Tout en regardant Mercer, Calvert et Myron descendre rapidement et avec assurance, l’échelle à la « brasse », Norton se rappela comme tout avait changé. Il y avait eu cette première descente dans le froid et l’obscurité ; et maintenant celle-ci, dans la chaleur et la lumière. Et, lors de toutes leurs précédentes visites, Rama, pour eux, était mort, à n’en pas douter. Cela pouvait rester vrai, au sens biologique du terme. Mais une force agissait. Ce qu’en disait Rodrigo valait bien tout le reste : l’esprit de Rama s’était éveillé.
Lorsqu’ils eurent atteint la plate-forme au pied de l’échelle, et qu’ils furent prêts à entreprendre la descente de l’escalier, Mercer procéda à son habituel contrôle de routine de l’atmosphère. Il y avait de ces choses qu’il ne tenait jamais pour définitivement acquises. Même lorsque les gens, autour de lui, respiraient sans gêne aucune et sans appareils, il était capable de tout arrêter pour faire un bilan gazeux avant d’ouvrir son casque. Et, le jour où on lui avait demandé les raisons de cet excès de prudence, il avait répondu : « Parce que les sens de l’homme ne suffisent pas. Voilà pourquoi. Vous pouvez vous sentir parfaitement bien, et, après avoir encore respiré un bon coup, vous retrouver le nez par terre. »
Il regarda son instrument.
— Bon Dieu ! s’exclama-t-il.
— Que se passe-t-il ? demanda Calvert.
— Il est détraqué ; la mesure est trop élevée. C’est bizarre, ce genre d’incident n’a jamais été signalé. Je vais le vérifier sur mon appareil respiratoire.
Il brancha le petit analyseur sur la soupape de contrôle de son alimentation en oxygène, puis resta un moment sans rien dire, perdu dans ses pensées. Ses compagnons le regardaient avec anxiété, car tout ce qui troublait Karl devait être pris très au sérieux.
Il débrancha l’instrument et procéda de nouveau à l’analyse de l’atmosphère de Rama avant d’appeler la base du Moyeu.
— Capitaine ! Vous pourriez faire un contrôle d’oxygène ?
Le silence fut inhabituellement long pour une telle opération.
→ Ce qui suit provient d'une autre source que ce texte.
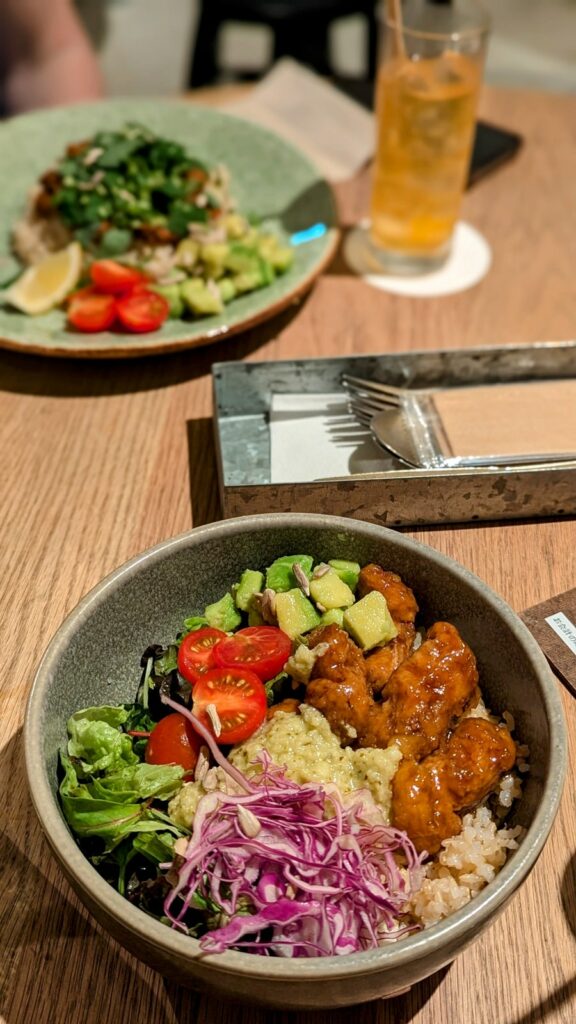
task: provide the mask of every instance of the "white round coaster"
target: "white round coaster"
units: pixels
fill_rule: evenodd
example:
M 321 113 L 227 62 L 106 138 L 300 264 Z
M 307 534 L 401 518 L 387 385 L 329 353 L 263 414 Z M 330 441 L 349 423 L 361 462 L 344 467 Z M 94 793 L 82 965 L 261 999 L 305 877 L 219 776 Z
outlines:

Puis Norton lui répondit par radio :
— J’ai l’impression que mon analyseur est détraqué.
Un sourire s’élargit lentement sur le visage de Mercer.
— La valeur a monté de cinquante pour cent, non ?
— Oui, qu’est-ce que cela veut dire ?
— Cela veut dire que nous pouvons tous enlever nos casques. Vous ne pensez pas que ce serait bien ?
— Je n’en suis pas sûr, répondit Norton dont le ton fit écho au sarcasme contenu dans la voix de Mercer. Cela semble trop beau pour être vrai.
Il était inutile d’en dire plus. Comme tous les hommes de l’espace, Norton éprouvait une méfiance extrême pour tout ce qui était trop beau pour être vrai.
Mercer entrouvrit son casque et aspira une bouffée prudente. Pour la première fois à cette altitude, l’air était parfaitement respirable. Les remugles confinés avaient disparu, de même que l’excessive sécheresse qui avait, par le passé, provoqué plusieurs intolérances respiratoires.